Desert flats, hillsides, badlands, dunes, and sandy pockets about rock outcrops, on sandstone, 4800-5100 feet, locally plentiful on the floor of the central Uinta Basin, from the lower Duchesne River east to Dinosaur National Monument and to the White River a few miles west of the Colorado State line, in Uintah and adjoining Duchesne Counties, Utah.—Map No. 24 (some stations after Graham, 1937, p. 247).—Late April to June.
Astragalus duchesnensis (of Duchesne River or County) Jones, Contrib. West. Bot. 13: 6. 1910 ("Duchesnensis").—"...from 13 miles below Theodore Utah to Chepeta Well and White River near the Colorado line... ’’—Lectotypus, collected at Chepeta Well, "6000 ft.," May 23, 1908, Jones, POM (3 sheets, marked "type" in Jones’s hand).—Paratypi, collected by Jones between Theodore and Myton, 5000 ft., May 19, 1908, CAS, DS, NY (2 sheets), POM (5 sheets), RM, US!—Lonchophaca duchesnensis (Jones) Rydb. in N. Amer. Fl. 24: 313. 1929.

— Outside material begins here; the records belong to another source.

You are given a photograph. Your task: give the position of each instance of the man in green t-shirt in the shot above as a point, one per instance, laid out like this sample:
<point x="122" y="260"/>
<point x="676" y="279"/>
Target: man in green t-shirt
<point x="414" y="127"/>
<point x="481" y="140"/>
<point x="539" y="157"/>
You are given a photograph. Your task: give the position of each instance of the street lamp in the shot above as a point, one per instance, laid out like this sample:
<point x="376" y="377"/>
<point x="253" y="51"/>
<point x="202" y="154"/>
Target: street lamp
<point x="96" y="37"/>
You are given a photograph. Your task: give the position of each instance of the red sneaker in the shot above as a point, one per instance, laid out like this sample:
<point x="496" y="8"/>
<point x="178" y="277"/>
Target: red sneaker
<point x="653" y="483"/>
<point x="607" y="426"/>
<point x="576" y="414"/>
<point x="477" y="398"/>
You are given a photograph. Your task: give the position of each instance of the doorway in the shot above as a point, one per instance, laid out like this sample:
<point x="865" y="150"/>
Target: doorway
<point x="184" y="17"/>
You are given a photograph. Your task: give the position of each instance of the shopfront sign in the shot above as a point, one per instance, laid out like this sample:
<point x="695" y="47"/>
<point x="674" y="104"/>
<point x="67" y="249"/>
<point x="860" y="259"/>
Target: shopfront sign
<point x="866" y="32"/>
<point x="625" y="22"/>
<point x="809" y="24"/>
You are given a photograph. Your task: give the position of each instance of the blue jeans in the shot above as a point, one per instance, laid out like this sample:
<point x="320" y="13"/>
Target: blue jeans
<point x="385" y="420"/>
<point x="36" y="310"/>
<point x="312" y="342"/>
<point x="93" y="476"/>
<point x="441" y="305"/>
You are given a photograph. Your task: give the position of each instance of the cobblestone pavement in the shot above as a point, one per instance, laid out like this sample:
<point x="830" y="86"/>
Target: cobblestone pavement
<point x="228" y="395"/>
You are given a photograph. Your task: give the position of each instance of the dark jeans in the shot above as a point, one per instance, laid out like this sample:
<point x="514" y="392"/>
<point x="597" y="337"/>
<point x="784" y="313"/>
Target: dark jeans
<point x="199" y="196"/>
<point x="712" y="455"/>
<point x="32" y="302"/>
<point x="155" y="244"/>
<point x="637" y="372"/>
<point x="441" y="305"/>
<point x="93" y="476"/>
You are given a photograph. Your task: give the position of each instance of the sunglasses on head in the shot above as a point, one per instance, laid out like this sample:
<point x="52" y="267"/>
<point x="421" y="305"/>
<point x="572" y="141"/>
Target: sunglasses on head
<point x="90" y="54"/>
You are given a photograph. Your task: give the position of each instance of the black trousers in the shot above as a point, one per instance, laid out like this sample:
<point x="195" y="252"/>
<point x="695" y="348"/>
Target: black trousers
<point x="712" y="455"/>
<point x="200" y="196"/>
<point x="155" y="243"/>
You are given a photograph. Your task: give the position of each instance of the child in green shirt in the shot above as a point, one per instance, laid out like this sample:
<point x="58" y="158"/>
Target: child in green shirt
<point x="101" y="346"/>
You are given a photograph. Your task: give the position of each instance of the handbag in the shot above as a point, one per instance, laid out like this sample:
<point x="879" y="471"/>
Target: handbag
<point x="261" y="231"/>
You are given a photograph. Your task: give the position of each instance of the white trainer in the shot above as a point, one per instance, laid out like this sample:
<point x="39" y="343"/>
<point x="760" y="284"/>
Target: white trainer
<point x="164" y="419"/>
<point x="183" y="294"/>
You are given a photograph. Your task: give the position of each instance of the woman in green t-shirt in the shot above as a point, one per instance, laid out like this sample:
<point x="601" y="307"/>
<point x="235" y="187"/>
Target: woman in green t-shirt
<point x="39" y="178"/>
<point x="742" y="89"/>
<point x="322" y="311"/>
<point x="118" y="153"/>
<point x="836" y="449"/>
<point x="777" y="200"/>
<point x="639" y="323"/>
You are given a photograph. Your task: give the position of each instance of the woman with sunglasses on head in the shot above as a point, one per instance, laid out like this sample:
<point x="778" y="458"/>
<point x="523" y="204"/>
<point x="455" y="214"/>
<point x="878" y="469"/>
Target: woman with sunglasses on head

The Duchesne milk-vetch is a thinly leafy plant, but hardly junceous, since the foliage is better developed than in most other Lancearii, with only some uppermost leaves reduced (or nearly so) to the naked rachis. The ascending, bicolored flowers, unusual for the reddish, distinctly vinous tint of the banner and keel, and the curiously compressed fruits are distinctive. The known area of dispersal extends not more than thirty-five miles east and west over the floor of the Uintah Basin, but the species is not uncommon in its region. The plants occur in colonies and in favorable years form bold clumps of stems, especially vigorous on sands of the red beds but equally common on the whitish or tawny sand-clays of the badlands; however in dry years a formerly flourishing colony may yield only a few straggling wisps of stem, sterile or nearly so.
According to Jones s last account (1923, p. 251, Pl. 64) the pod of A. duchesnensis may reach a length of 6 cm. and a width of 7 mm., substantially larger than anything found in the Jones herbarium or in any other collection studied.